Offer Raised Slightly
Tuesday night, UC raised its wage offers slightly to a range of 3.5% in San Diego to 10% in Los Angeles, with no attempt to even out salaries among the facilities, Kramp said.
That would leave a system in which top-paid nurses in San Francisco earn $4,700 a year more than those in similar positions at the lowest-paid facilities, UC Irvine and UCSD, according to nurse association figures.
Bringing all 6,000 nurses up to San Francisco pay scales would cost the UC system $14.8 million a year, even if no other wage increase were granted, Kramp said. Current salary costs for registered nurses are about $148 million, he said.
“Our position is that we are proposing to pay market rates based upon the salary survey information for each of the geographical areas in the state,” Kramp said. “We conduct very extensive salary surveys of all the competing hospitals.”
Those surveys show that the average private-sector nurse salary ranges from lows of $31,591 in Irvine and $33,116 in San Diego to $38,127 in San Francisco, he said.
The lowest average salaries for UC nurses are at Irvine and San Diego, both at about $32,400, according to nurse association figures. The highest average is in San Francisco, at $36,804.
Move Angered Nurses
The UC system’s latest wage offer increased its proposed raise for nurses in San Diego to 3.5%, a move that Molotsky said angered UCSD nurses.
“The nurses’ reaction to that was: ‘First they slap us in the face, and then they punch us in the stomach,’ ” Molotsky said.
Although San Diego was held at 3.5% overall, nurses at San Francisco were offered 4.5% immediately and 5.5% more beginning in June.
At Irvine, where nurses earn an average of $11 a month less than UCSD nurses, they were offered 3.5% immediately but another 2.5% next May.
In Los Angeles, nurses were offered 10% immediately, 18% for nurse anesthetists.
It is unclear both to union officials and hospital administrators how many nurses would go out if a strike were called.
UCSD, for example, has about 1,000 nurses, but only 400 of those belong to the union. Since about 200 nurses work only on an on-call basis, the effects of a strike by 400 nurses would be almost wiped out if all 200 of those came to work, Molotsky said.
However, Teresa Conrow, organizer for the union in Los Angeles, noted that more nurses are joining the union as Monday’s contract expiration approaches.
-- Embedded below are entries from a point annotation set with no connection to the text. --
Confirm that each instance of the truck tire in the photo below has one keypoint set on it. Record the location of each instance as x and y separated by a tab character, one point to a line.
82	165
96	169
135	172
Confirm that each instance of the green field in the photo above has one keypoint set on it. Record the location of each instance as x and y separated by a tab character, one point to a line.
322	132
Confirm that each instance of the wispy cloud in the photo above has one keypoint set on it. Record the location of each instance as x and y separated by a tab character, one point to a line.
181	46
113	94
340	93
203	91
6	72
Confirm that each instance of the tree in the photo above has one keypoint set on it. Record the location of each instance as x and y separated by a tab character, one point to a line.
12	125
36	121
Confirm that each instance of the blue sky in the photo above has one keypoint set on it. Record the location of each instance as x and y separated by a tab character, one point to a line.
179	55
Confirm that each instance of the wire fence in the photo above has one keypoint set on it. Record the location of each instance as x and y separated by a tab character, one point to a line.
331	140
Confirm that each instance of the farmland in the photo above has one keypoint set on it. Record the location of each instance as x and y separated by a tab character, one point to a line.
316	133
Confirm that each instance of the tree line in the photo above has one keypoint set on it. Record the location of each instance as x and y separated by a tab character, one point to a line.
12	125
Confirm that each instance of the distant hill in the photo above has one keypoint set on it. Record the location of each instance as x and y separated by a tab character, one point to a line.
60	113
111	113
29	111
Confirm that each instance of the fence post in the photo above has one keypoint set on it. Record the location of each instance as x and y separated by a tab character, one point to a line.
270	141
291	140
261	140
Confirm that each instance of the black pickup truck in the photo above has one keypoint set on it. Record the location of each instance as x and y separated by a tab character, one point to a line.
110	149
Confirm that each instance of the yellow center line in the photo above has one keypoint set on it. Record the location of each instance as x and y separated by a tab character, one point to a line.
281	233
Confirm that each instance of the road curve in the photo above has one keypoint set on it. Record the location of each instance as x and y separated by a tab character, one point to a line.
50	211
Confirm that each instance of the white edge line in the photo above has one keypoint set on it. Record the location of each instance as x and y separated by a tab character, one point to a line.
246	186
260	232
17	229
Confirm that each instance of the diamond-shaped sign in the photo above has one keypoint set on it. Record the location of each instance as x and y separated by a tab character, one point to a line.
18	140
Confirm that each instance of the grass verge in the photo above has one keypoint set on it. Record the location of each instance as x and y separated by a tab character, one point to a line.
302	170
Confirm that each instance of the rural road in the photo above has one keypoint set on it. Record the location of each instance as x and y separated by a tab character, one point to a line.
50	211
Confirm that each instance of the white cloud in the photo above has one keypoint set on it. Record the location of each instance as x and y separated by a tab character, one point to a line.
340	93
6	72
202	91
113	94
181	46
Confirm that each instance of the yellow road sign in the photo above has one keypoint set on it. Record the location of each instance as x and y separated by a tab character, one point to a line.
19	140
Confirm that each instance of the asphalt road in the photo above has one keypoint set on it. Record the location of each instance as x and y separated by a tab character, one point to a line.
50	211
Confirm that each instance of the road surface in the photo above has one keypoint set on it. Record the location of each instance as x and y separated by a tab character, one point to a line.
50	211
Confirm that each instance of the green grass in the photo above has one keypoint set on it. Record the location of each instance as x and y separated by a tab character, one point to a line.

She said many of the strikers during a January walkout by nurses at county-run hospitals in Los Angeles were not union members.
John Stavros, marketing director for UCSD Medical Center, said a strike could force the hospital to stop admitting patients for elective surgeries and to transfer patients to other hospitals.
The hospital would concentrate its staffing efforts on special units such as the trauma center, burn unit and neonatal intensive care, Stavros said.
“We’d do the best we could to keep those open,” he said.
Nurses see the nationwide nursing shortage as giving them a particularly good chance to raise pay scales and alleviate stressful working conditions that they say compromise patient care.
Not only are there already 300,000 fewer registered nurses nationwide than hospitals need, the nurses group said, but nursing school enrollments fell 26% from 1983 to 1987. At UCSD, 11% of the registered-nurse positions are vacant.
Meanwhile, hospitals are trying to save money by cutting back on staffing.
“The UC system needs to make a commitment to nursing,” said Linda Proctor, a UCSD nurse and leader among the local nurses.
She noted that a procedural change in July resulted in fewer nurses on medical-surgical floors at UCSD, yet the same amount of work needs to be done.
“What it all comes down to is nurses are forced to work harder, to give up breaks and still not be able to do the kind of job they think is necessary,” Proctor said. “To go to work and be able to accord only half of what we consider quality care is very frustrating.”
Stavros denied that the staffing changes have led to fewer nurses. The number of registered nurses at the hospital has not changed, he said.
Molotsky said that, after the UC situation is settled, she plans to begin work on unionizing nurses at other San Diego-area hospitals.